Time to carve the Jack-O-Lantern. Time to gather the skeletons from the closet and put them on display. Ah, it is time for Halloween! The subject I will attempt to tackle in this article is Horror comics and the Comics Code Authority. Those last three words send chills down my spine. Not that the Comics Code means much, if it ever did. But the amount of time devoted to the research and conclusions drawn that deemed it necessary is worth examining. Back in the 1940s and 1950s the U.S. Government took a mighty dim view of comic books and vowed to right the evils that flowed from the publisher’s imaginations. Don’t believe it? The U.S. Senate launched investigations, created allegations, and forced publishers to testify before a Senate subcommittee. Do you still want to work in comics?

The Government stance was spurred on by the self-righteous rantings of starchy, ultra-conservative psychologists. The news media held a feeding frenzy over these juicy tidbits of comics gone wrong. It would hold their attention for years. In the 1940s comic book publishing was such a prosperous game that many companies sprang up and hired anyone that "…could just draw your name."---(Harry Harrison, 1950s horror comics writer and artist). It was the classic lure of the fast dollar that caused many companies to quickly lose sight of moral taste. Competition grew increasingly fierce in an industry pumping out five hundred to six hundred books a month in the late 40s early 50s and taking in millions of dollars. Over thirty-five percent of the U.S. population was reading comic books; nearly half of all its citizens. It was obviously an amazing time.

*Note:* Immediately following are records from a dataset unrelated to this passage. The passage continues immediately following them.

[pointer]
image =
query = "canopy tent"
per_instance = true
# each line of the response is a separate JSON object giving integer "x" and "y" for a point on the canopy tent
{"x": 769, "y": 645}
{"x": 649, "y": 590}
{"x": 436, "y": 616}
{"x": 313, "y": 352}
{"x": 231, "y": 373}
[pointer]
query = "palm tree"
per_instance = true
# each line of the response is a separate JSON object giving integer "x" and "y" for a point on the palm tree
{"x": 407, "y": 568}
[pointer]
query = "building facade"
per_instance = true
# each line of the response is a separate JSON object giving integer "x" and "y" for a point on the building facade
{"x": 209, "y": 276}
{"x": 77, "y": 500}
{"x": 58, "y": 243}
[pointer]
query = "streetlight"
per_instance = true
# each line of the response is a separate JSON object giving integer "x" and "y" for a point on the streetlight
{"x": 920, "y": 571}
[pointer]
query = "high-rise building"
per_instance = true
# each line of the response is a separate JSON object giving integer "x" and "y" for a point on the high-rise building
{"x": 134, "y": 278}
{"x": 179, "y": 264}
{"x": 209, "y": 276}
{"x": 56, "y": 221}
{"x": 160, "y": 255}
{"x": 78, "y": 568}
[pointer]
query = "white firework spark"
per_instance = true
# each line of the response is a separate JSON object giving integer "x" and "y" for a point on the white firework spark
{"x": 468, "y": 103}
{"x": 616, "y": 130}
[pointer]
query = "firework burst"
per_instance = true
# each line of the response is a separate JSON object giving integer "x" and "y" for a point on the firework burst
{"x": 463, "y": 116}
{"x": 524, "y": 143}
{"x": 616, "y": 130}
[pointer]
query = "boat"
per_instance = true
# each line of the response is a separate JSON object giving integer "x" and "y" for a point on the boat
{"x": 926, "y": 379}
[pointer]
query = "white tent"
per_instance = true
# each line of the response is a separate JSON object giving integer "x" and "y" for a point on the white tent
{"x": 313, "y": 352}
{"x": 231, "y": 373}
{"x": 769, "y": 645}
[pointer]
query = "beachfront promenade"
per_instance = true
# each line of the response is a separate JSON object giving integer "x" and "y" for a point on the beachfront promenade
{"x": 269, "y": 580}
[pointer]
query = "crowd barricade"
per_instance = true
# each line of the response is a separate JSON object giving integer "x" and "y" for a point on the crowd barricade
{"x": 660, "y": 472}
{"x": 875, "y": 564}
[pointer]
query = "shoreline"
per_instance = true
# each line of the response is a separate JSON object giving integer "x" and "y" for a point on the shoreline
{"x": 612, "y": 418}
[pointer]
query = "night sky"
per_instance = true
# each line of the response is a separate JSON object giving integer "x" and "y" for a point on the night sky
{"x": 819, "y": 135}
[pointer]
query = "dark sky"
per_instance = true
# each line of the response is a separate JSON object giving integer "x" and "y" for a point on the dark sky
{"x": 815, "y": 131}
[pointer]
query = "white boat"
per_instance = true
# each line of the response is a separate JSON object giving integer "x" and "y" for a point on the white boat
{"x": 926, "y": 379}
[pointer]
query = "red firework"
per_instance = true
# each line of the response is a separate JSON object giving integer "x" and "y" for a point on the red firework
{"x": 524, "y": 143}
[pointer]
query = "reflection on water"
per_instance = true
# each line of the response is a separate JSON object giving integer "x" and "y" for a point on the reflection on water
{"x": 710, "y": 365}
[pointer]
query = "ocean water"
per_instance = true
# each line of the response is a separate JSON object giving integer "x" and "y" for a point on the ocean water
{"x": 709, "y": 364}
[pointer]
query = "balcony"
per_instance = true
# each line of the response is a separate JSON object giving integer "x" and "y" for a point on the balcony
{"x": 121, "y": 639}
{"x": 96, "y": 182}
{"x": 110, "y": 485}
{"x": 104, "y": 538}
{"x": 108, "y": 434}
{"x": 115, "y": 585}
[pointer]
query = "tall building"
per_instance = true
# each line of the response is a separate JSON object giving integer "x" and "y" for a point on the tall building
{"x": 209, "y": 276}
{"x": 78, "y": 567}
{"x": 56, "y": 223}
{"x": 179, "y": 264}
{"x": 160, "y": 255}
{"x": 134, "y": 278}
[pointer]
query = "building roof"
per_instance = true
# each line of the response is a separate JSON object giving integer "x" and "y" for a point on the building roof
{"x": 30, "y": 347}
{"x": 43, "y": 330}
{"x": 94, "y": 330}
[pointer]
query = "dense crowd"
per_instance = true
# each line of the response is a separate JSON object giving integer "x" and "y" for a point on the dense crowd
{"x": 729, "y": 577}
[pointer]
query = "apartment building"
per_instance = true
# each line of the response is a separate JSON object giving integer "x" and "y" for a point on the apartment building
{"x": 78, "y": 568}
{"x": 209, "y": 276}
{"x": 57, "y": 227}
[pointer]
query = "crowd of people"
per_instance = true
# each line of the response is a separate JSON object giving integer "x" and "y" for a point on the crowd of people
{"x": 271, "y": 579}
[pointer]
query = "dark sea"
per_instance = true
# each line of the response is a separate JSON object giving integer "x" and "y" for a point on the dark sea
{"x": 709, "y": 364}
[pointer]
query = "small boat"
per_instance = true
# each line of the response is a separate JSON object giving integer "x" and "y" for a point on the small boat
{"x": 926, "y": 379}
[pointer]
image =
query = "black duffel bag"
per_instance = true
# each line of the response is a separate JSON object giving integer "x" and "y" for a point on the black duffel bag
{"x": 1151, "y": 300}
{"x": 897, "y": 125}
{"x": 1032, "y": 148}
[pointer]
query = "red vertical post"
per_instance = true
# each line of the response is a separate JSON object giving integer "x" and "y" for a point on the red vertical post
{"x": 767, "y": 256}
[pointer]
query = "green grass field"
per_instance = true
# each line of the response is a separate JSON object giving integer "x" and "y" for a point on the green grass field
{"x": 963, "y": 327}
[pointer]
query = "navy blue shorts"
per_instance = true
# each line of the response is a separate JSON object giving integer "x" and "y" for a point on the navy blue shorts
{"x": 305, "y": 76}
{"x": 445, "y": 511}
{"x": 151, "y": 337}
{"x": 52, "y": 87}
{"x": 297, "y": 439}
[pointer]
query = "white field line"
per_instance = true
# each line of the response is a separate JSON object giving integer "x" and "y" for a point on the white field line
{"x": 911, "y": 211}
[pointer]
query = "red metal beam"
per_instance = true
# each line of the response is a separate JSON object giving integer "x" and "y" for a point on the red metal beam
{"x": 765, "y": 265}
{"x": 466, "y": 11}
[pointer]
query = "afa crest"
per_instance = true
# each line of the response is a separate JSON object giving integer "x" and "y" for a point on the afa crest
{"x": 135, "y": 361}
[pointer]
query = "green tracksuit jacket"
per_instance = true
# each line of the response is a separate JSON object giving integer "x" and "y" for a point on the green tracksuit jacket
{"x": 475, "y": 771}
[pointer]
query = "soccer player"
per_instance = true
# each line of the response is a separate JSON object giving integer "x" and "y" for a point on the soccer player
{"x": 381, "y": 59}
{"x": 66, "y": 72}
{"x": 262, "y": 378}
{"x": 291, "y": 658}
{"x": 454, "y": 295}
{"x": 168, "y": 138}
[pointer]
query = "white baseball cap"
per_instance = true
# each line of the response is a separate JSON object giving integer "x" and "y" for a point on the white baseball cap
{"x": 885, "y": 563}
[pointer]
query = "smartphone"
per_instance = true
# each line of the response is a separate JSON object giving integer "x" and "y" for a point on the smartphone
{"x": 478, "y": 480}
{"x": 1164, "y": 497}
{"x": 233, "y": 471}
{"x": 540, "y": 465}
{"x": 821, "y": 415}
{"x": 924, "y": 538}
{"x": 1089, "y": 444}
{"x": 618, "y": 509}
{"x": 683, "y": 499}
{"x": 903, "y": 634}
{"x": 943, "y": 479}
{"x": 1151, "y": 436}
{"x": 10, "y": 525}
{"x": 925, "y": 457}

Cowboy genre comics soon gave way to a number of crime comics. Crime comics spun-off into two sub-genres: romance and horror comics. The latter would surge out of control, and become a rampant, ugly, subversive beast in need of taming. When William M. Gaines and Al Feldstein formed EC comics (Entertaining Comics) in 1950, little did they know of the mayhem they were to cause that would effect the industry for years to come. Their first three titles, ‘VAULT OF HORROR’, ‘CRYPT OF TERROR’, and ‘HAUNT OF FEAR’, would accelerate the explosion of 1950s horror comics. EC began to set horror standards and spawned leagues of imitators! EC comics’ ‘help wanted’ advertisement from a 1950s Writer’s Digest magazine: "You should know this about our horror books. We have no ghosts, devils, goblins, or the like. We tolerate vampires and werewolves, if they follow tradition and behave the way respectable vampires and werewolves should. We love walking corpse stories. We’ll accept the occasional zombie or mummy. And we relish the tales of sadism. Virtue doesn’t always have to triumph." By 1950 fifty million copies of comic books were published every month, (over a half billion a year) for an industry revenue of forty-one million dollars.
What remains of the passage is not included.